Miami Marlins player Bonifacio brightens boys’ home
FOR IMMEDIATE RELEASE
Miami Marlins Player Emilio Bonifacio with a resident of the Hogar Escuela Santo Domingo Savio home.
COCONUT CREEK, Fla. (Dec. 27, 2011) — Orphans at the Hogar Escuela Santo Domingo Savio in the Dominican Republic received an early Christmas gift when Miami Marlins player Emilio Bonifacio surprised them on Dec. 14. The 120 boys at the orphanage sponsored by Food For The Poor enjoyed a meal with the baseball star and hometown hero, who later gave each of them T-shirts with the team’s new logo.

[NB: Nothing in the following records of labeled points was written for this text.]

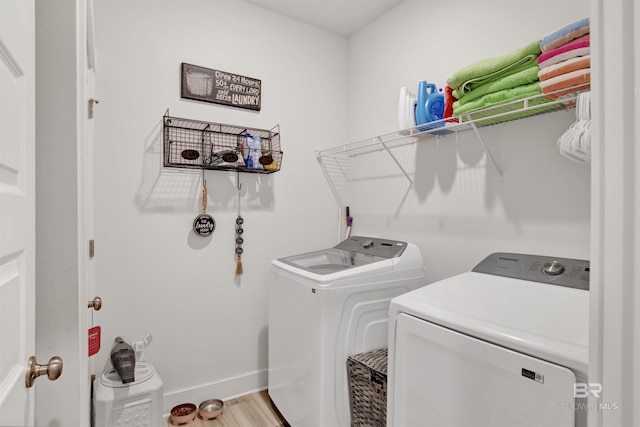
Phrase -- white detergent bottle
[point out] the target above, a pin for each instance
(406, 109)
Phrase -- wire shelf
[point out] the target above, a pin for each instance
(508, 111)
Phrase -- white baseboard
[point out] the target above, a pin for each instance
(225, 389)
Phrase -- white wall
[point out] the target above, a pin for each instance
(154, 275)
(458, 210)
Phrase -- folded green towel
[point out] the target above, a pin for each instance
(491, 69)
(499, 97)
(497, 100)
(526, 75)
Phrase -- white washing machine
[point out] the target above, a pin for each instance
(324, 306)
(503, 345)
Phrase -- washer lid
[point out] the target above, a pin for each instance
(542, 320)
(143, 372)
(352, 253)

“It was an honor to be there at the orphanage and spend time with the kids. I take pride in helping them any which way I can,” Bonifacio said. “Growing up close to that orphanage, I’m proud to have the opportunity to give back to the community I call home.”
The home participates in Food For The Poor’s Angels of Hope child sponsorship program and receives donated items from the international relief and development ministry. The charity recently completed a water project for the home and renovated the kitchen.
Bonifacio signs autographs for the boys.
The boys who live at the home did not know about Bonifacio’s visit and the lunchroom erupted in cheers when he walked through the doors. One of the boys jumped up and ran to him to give him a big hug.
Many of the boys were wearing orange bands with Bible verses they had received as merit awards. “One of the boys went up to give him one, and before you know it, he had 10 of them on one arm,” said Edward Young, Food For The Poor Country Manager for the D.R. “They even matched the color of the orange in the new uniforms. They wanted to give him something, too.”
Bonifacio distributed T-shirts with the new Miami Marlins logo, and was surprised with an extemporaneous thank you from an 11-year-old who was moved to show his appreciation.
Boys come to the home for a variety of reasons. Some are orphaned; while many have families who are not able to adequately care for them by providing for their basic needs or an education. In some cases, the boys have suffered abuse or mistreatment before finding care and comfort in the home.
Bonifacio, who was born in the D.R., said it was an "honor to be at the orphanage and spend time with the kids."
“Having Emilio Bonifacio surprise the boys with a visit is a wonderful gift for these young men,” said Angel Aloma, Executive Director of Food For The Poor. “Through his presence, they know that someone cares enough to spend precious time with them. It’s a reminder that they are loved, that they have a future, and that they can dream. We are so grateful to him.”
In December 2010, Bonifacio joined Food For The Poor in a distribution of more than 2,000 mitts, bats, balls, helmets, catcher’s gear, cleats and uniforms to D.R. baseball leagues for orphans. A similar event is planned for late January 2012.
Food For The Poor and the Miami Marlins also have worked together to raise awareness of the need in Haiti, and representatives of the two groups traveled together in May to celebrate the opening of a village in Malfety. Donations to the Homes for Haiti campaign led to the construction of Inspiration Village, which consists of 41 two-room houses with personal sanitation units. The community has a water well, a solar powered water purification unit, and a community center to offer the opportunity for further education, including vocational skills and training in agriculture and animal husbandry. These services will help the farmers achieve better results, and enable them to support their families and make the community sustainable.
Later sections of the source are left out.